Reputation: 1106
I want to read data from MongoDB into Kafka's topic. I managed to get this work locally by using the following connector properties file:
name=mongodb-source-connectorszes
connector.class=io.debezium.connector.mongodb.MongoDbConnector
mongodb.hosts=test/localhost:27017
database.history.kafka.bootstrap.servers=kafka:9092
mongodb.name=mongo_conn
database.whitelist=test
initial.sync.max.threads=1
tasks.max=1
the connect worker has the following conf:
# The converters specify the format of data in Kafka and how to translate it into Connect data. Every Connect user will
# need to configure these based on the format they want their data in when loaded from or stored into Kafka
key.converter=org.apache.kafka.connect.json.JsonConverter
value.converter=org.apache.kafka.connect.json.JsonConverter
# Converter-specific settings can be passed in by prefixing the Converter's setting with the converter we want to apply
# it to
key.converter.schemas.enable=true
value.converter.schemas.enable=true
offset.storage.file.filename=/tmp/connect.offsets
# Flush much faster than normal, which is useful for testing/debugging
offset.flush.interval.ms=10000
zookeeper.connect=localhost:2181
rest.port=18083
# Set to a list of filesystem paths separated by commas (,) to enable class loading isolation for plugins
# (connectors, converters, transformations). The list should consist of top level directories that include
# any combination of:
# a) directories immediately containing jars with plugins and their dependencies
# b) uber-jars with plugins and their dependencies
# c) directories immediately containing the package directory structure of classes of plugins and their dependencies
# Note: symlinks will be followed to discover dependencies or plugins.
# Examples:
# plugin.path=/usr/local/share/java,/usr/local/share/kafka/plugins,/opt/connectors,
plugin.path=/usr/share/java/test
internal.key.converter=org.apache.kafka.connect.json.JsonConverter
internal.value.converter=org.apache.kafka.connect.json.JsonConverter
internal.key.converter.schemas.enable=false
internal.value.converter.schemas.enable=false
bootstrap.servers=localhost:9092
This works flawlessly in my local kafka. I want to run it on a remote MSK Kafka cluster. As there is no built-in support of new kafka connect plugins within kafka MSK , I am facing difficulties to make my kafka connect source mongo plugin works, to export the connector from my local machine , I brought the following modifications: At the connector properties level :
name=mongodb-source-connectorszes
connector.class=io.debezium.connector.mongodb.MongoDbConnector
mongodb.hosts=test/localhost:27017 #keeping the same local mongo
database.history.kafka.bootstrap.servers=remote-msk-kakfa-brokers:9092
mongodb.name=mongo_conn
database.whitelist=test
initial.sync.max.threads=1
tasks.max=1
at the connect worker level, I brought the following modifications:
# The converters specify the format of data in Kafka and how to translate it into Connect data.
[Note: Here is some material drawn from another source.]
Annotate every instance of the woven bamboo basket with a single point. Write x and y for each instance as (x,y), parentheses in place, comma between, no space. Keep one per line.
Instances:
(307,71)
Every Connect user will
# need to configure these based on the format they want their data in when loaded from or stored into Kafka
key.converter=org.apache.kafka.connect.json.JsonConverter
value.converter=org.apache.kafka.connect.json.JsonConverter
# Converter-specific settings can be passed in by prefixing the Converter's setting with the converter we want to apply
# it to
key.converter.schemas.enable=true
value.converter.schemas.enable=true
offset.storage.file.filename=/tmp/connect.offsets
# Flush much faster than normal, which is useful for testing/debugging
offset.flush.interval.ms=10000
zookeeper.connect=remote-msk-kakfa-zookeeper:9092:2181
rest.port=18083
# Set to a list of filesystem paths separated by commas (,) to enable class loading isolation for plugins
# (connectors, converters, transformations). The list should consist of top level directories that include
# any combination of:
# a) directories immediately containing jars with plugins and their dependencies
# b) uber-jars with plugins and their dependencies
# c) directories immediately containing the package directory structure of classes of plugins and their dependencies
# Note: symlinks will be followed to discover dependencies or plugins.
# Examples:
# plugin.path=/usr/local/share/java,/usr/local/share/kafka/plugins,/opt/connectors,
plugin.path=/usr/share/java/test
internal.key.converter=org.apache.kafka.connect.json.JsonConverter
internal.value.converter=org.apache.kafka.connect.json.JsonConverter
internal.key.converter.schemas.enable=false
internal.value.converter.schemas.enable=false
bootstrap.servers=remote-msk-kakfa-brokers:9092:9092
but seems that this is not enough as I am getting the following error:
[2020-01-31 11:58:01,619] WARN [Producer clientId=producer-1] Error while fetching metadata with correlation id 118 : {mongo_conn.test.docs=UNKNOWN_TOPIC_OR_PARTITION} (org.apache.kafka.clients.NetworkClient:1031)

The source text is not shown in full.